# Warre' and Natural Beekeeping Quickstart



## BWrangler (Aug 14, 2002)

Hi Guys,

I've come across a great, concise, beautifully illustrated guide for building and running Warre' vertical top bar hives. The photos are a great construction guide all by themselves.

It's a free pdf. But will require following a few links, having a valid email address and replying to a confirmation before downloading. Check it out Nick Hampshire's site at:

http://thebeespace.net/warre-hive/

Regards
BWrangler


----------



## doc25 (Mar 9, 2007)

I haven't had time to download it yet (dial up). Another suggestion would be Beekeeping For All by Abbe Warre. After reading this I found that what he had to say made a lot of sense. Hope to have an active hive this year.


----------



## mariongoose (Oct 3, 2008)

I'm reading more and more from this site and am impressed with this concept.
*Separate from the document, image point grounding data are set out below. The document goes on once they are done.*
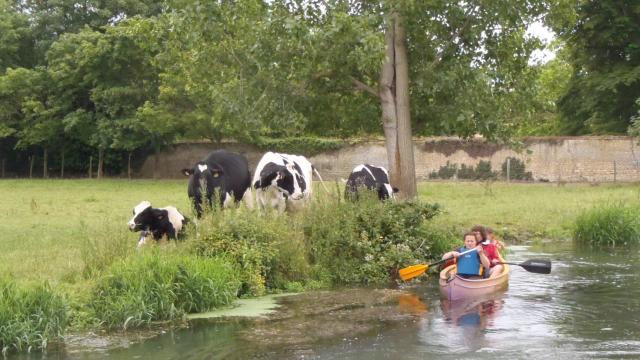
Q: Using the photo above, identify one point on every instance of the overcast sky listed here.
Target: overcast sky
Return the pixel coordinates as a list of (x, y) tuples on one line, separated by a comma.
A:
[(545, 34)]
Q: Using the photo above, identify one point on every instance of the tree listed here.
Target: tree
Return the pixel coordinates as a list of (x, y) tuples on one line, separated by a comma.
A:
[(603, 38)]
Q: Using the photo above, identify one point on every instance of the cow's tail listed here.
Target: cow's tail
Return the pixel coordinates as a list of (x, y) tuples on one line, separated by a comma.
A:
[(321, 181)]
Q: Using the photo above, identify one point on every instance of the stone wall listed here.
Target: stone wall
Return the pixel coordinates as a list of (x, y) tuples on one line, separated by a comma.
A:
[(571, 159)]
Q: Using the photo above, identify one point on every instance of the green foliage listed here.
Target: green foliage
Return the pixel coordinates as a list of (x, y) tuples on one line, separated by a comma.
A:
[(308, 146), (517, 170), (605, 55), (482, 171), (447, 171), (267, 249), (608, 226), (156, 286), (366, 242), (30, 317)]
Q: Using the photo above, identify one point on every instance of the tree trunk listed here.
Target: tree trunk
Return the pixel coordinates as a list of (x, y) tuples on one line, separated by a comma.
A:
[(388, 105), (403, 111), (129, 166), (45, 172), (100, 163), (62, 164), (396, 111), (31, 161)]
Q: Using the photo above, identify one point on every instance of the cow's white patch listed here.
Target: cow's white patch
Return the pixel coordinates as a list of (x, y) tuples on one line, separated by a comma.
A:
[(136, 211), (175, 218)]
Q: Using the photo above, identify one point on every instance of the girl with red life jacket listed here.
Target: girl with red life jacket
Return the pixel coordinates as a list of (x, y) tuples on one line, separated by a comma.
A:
[(491, 250), (472, 263)]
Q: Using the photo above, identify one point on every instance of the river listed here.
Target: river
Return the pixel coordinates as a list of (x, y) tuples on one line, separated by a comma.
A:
[(588, 307)]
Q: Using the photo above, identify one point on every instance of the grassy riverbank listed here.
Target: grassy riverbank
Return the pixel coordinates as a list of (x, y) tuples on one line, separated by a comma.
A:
[(71, 234)]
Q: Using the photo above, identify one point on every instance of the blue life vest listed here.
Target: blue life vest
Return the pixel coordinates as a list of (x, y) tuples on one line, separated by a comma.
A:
[(469, 264)]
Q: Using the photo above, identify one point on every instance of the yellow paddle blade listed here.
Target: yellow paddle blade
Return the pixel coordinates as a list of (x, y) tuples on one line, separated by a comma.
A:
[(412, 271)]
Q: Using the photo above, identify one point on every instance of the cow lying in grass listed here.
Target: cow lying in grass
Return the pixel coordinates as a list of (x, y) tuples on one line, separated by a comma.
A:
[(164, 222)]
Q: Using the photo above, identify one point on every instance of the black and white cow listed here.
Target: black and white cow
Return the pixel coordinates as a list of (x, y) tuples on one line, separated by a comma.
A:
[(283, 181), (223, 172), (167, 221), (373, 178)]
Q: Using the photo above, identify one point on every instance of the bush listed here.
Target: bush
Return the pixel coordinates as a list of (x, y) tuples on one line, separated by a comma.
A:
[(611, 225), (517, 170), (308, 146), (267, 248), (156, 286), (30, 318), (368, 241)]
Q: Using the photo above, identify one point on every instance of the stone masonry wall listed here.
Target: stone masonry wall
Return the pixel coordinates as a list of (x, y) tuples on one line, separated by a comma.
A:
[(570, 159)]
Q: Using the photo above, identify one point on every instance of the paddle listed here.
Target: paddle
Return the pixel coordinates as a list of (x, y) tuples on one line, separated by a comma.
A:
[(534, 265), (412, 271)]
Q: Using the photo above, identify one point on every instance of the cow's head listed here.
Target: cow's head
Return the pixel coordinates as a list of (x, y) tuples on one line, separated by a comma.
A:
[(204, 180), (386, 191), (285, 178), (145, 217)]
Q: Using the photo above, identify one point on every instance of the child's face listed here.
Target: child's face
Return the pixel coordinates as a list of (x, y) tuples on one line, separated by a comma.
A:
[(469, 241)]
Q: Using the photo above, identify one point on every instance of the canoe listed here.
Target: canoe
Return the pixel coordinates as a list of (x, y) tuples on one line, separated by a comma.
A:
[(454, 287)]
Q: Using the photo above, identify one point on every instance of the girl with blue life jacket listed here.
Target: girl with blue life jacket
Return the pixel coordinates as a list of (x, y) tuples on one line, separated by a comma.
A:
[(471, 258)]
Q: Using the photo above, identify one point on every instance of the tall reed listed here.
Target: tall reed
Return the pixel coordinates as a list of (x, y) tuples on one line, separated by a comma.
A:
[(30, 317), (608, 225)]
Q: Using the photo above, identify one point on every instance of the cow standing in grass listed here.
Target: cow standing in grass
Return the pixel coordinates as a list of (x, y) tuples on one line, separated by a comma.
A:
[(223, 172), (283, 182), (163, 222), (374, 178)]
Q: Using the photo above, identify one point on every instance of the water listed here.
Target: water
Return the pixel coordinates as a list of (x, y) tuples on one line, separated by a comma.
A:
[(588, 307)]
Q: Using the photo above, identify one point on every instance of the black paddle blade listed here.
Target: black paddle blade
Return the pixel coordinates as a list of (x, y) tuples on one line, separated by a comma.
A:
[(537, 266)]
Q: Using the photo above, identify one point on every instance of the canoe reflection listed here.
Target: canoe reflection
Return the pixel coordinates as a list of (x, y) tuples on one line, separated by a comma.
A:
[(471, 313), (411, 303)]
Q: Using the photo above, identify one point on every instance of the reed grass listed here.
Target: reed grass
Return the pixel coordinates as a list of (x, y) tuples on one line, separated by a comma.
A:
[(608, 225), (30, 317)]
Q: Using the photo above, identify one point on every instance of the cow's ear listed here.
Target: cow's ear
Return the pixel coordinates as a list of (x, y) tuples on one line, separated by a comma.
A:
[(188, 172), (159, 214)]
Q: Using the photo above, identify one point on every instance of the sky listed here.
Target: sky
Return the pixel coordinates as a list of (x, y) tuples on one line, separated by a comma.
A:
[(545, 34)]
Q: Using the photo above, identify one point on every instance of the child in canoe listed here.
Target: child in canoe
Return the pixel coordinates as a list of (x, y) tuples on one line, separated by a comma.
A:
[(472, 263), (491, 250)]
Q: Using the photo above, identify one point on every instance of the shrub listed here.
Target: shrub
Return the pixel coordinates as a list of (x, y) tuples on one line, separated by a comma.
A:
[(610, 225), (308, 146), (517, 170), (267, 249), (155, 286), (366, 242), (31, 317)]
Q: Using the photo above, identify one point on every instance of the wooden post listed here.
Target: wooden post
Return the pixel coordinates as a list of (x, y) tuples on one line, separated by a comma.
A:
[(31, 161), (129, 166), (45, 172)]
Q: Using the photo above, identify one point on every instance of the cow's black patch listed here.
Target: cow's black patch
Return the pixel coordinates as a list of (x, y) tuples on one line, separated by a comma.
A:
[(225, 172)]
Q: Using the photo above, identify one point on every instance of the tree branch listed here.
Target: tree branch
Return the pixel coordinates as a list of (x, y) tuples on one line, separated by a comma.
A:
[(364, 87)]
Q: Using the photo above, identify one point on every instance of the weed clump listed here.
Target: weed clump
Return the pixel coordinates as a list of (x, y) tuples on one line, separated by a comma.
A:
[(608, 226), (155, 286), (30, 317)]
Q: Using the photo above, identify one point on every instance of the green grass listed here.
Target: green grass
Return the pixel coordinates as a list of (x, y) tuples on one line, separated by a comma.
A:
[(608, 225), (522, 211), (46, 224)]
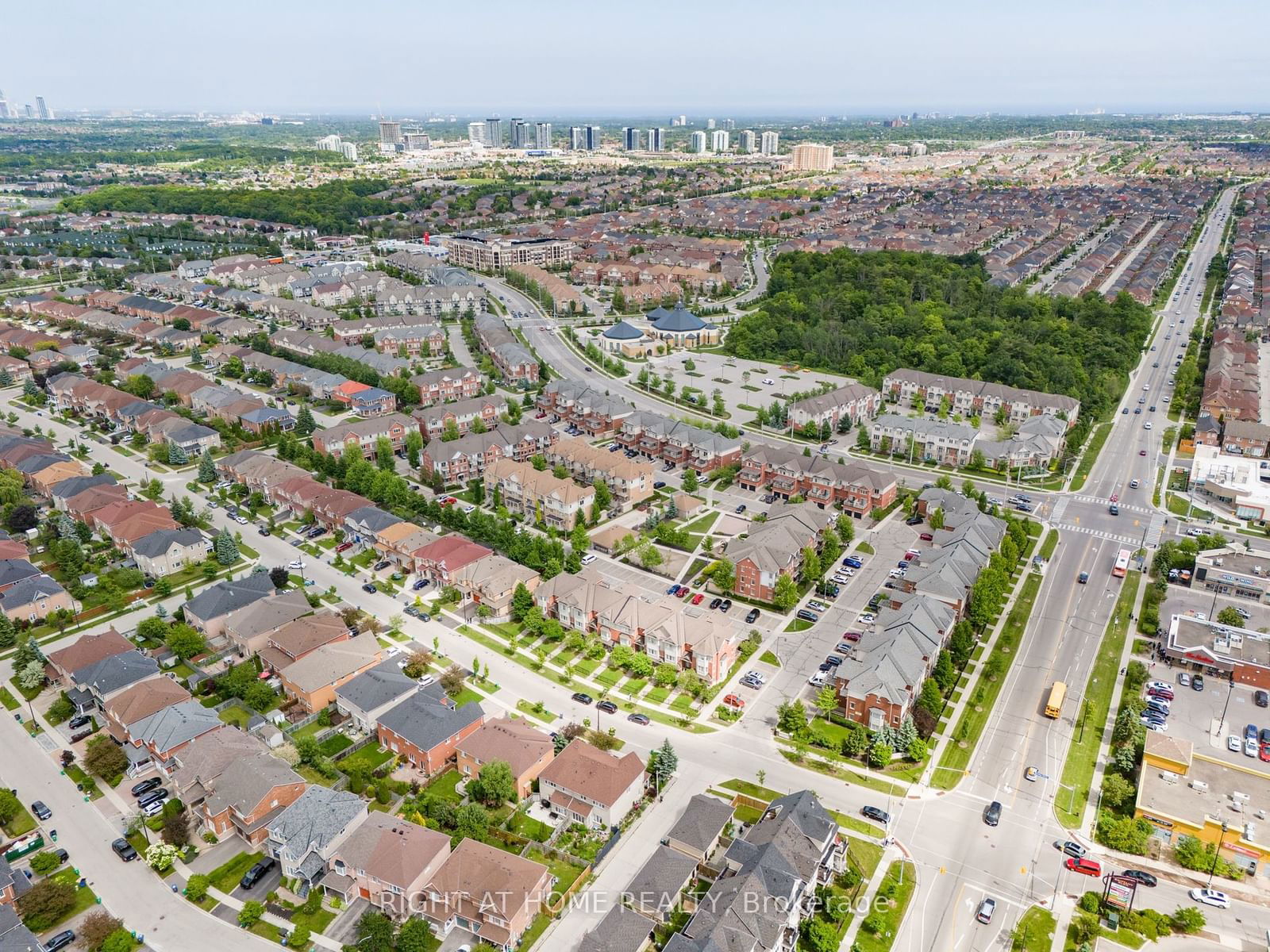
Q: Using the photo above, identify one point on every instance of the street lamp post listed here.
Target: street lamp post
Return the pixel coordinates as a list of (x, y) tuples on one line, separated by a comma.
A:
[(1216, 854)]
I'm a newbie, so before spending any more on conventional equipment I think my husband will have to make a few of these for me.


----------



## LenInNorCal (Feb 28, 2009)

mariongoose said:


> I'm reading more and more from this site and am impressed with this concept. I'm a newbie, so before spending any more on conventional equipment I think my husband will have to make a few of these for me.


Due to time constraints, have him make whatever is quicker to make, either TBH or Warre' as the season is passing. Good luck.


----------